Deadly mistake: How old buses paved the way for tragedy


Yesterday’s horrific accident in Faridpur, claiming 14 lives, is a stark reminder of the deadly consequences of prioritizing convenience over safety.

The bus involved, the Uttara Unique Paribahan, was well past its prime, manufactured in 2002.

It would have been off the roads if the government hadn’t bowed to pressure from transport associations and extended the operational life of buses.

This decision, fueled by concerns of a vehicle shortage, ignores a critical aspect: road safety. Statistics speak for themselves. With over 35,000 buses exceeding their designated lifespan operating across Bangladesh, crashes are on the rise.

Experts warn that older vehicles, often poorly maintained due to rising costs, are more prone to breakdowns and malfunctions, significantly increasing the risk of accidents.

Professor Hadiuzzaman, a renowned expert in accident research, rightly calls the government’s backtrack a “suicidal move.”

This policy not only fails to address the problem of vehicle scarcity, but it also lacks a roadmap for phasing out old vehicles and ensuring proper maintenance for existing ones.


While Professor Shamsul Hoque emphasizes the importance of factors like driver training and road conditions, his point about lax enforcement cannot be ignored.

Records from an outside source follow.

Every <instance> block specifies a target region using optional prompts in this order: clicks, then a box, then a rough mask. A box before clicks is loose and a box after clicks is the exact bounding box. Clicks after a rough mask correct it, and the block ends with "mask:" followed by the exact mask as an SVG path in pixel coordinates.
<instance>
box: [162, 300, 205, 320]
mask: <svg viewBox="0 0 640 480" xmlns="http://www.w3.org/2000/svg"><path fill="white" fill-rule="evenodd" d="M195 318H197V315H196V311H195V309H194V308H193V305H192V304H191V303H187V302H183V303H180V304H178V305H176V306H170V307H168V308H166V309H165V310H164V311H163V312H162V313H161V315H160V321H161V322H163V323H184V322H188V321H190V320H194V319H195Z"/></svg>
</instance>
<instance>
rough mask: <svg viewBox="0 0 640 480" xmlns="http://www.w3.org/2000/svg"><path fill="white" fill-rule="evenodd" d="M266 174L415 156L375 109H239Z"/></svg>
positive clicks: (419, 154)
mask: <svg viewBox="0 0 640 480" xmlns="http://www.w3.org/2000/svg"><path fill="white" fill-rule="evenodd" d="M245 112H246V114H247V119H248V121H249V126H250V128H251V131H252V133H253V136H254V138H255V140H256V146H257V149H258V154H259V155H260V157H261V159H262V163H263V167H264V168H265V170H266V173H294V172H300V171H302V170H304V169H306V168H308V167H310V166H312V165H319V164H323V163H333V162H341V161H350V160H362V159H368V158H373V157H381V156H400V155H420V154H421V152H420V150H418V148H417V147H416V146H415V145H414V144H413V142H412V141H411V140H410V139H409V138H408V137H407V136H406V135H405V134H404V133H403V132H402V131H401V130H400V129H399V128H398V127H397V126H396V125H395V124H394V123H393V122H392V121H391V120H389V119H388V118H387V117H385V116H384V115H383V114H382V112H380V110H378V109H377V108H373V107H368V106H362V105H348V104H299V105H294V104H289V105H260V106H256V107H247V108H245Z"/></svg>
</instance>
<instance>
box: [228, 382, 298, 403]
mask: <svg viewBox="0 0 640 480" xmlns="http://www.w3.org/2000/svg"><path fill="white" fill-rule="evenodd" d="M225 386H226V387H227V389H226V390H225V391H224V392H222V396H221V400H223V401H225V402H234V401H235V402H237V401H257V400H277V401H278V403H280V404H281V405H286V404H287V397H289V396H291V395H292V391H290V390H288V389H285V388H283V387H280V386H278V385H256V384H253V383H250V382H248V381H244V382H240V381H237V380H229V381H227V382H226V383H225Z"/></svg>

How can a bus without a valid route permit or fitness certificate operate for so long? These blatant violations highlight the ineffectiveness of current monitoring systems.

The onus lies on the Bangladesh Road Transport Authority (BRTA) to improve enforcement and hold all stakeholders accountable.

The blame game doesn’t bring back the lives lost.

We need a multi-pronged approach. The BRTA must enforce stricter regulations, taking old and unfit vehicles off the roads.

The government should develop a plan to replace them with newer, safer models. Furthermore, robust enforcement mechanisms are crucial to ensure adherence to road safety regulations.

The Faridpur tragedy is a wake-up call. We cannot afford to prioritize short-term convenience over long-term safety. Let us learn from this and work towards a future where our roads are no longer death traps.